According to the recent trend, a radio communication system has an increased service frequency band, and cells having decreased radiuses for high speed data communications and increased telephone traffic. This may cause many problems when applying the existing centralized cellular radio network method as it is. More concretely, a configuration of a radio link has a degraded flexibility due to a fixed location of a base station. This may cause a difficulty in providing efficient communication services in a radio environment where traffic distributions or requested telephone traffic are severely changed.
In order to solve these problems, the next generation radio communication system referred to as LTE-Advanced (Long Term Evolution Advanced) system or E-UTRA (Evolved Universal Terrestrial Radio Access) considers a Multi-Hop relay system. This multi-hop relay system has the following advantages. Firstly, a cell service area may be increased by covering partial shadow areas occurring inside a cell area, and a system capacity may be increased.

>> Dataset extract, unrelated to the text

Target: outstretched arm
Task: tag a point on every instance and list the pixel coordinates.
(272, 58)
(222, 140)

Furthermore, an initial situation requiring less service is implemented by using a relay. This may reduce the initial installation costs.
In the relay system, a communication channel between a base station and a terminal may be implemented through a direct connection therebetween, or may be implemented in the form of a relay node (RN). Here, the communication channel formed between the base station and the RN is called ‘backhaul’ link. An in-band backhaul method indicates a method for dynamically sharing frequency resources between a backhaul communication and a terminal communication, and an out-band backhaul method indicates a method for separately using frequency resources between a backhaul communication and a terminal communication.
Especially, the in-band backhaul method is preferred since additional frequency resources need not be allocated to a backhaul communication. However, the in-band backhaul method has the following problems. When a relay node transmits data to a terminal and at the same time receives data from a base station, reception interference may occur due to transmission in the same frequency band. Furthermore, in order for the relay node to support transmission and reception at the same time, required is an operation of high complexity to increase installation costs. In case of a transmission from a terminal to a relay node, similar problems occur. In the next-generation wireless communication system, it is important to maintain backward compatibility with the conventional system at a maximum level. Therefore, in the in-band backhaul method, reception interference has to be minimized, and state changes in the conventional system or the conventional terminal have to be minimized.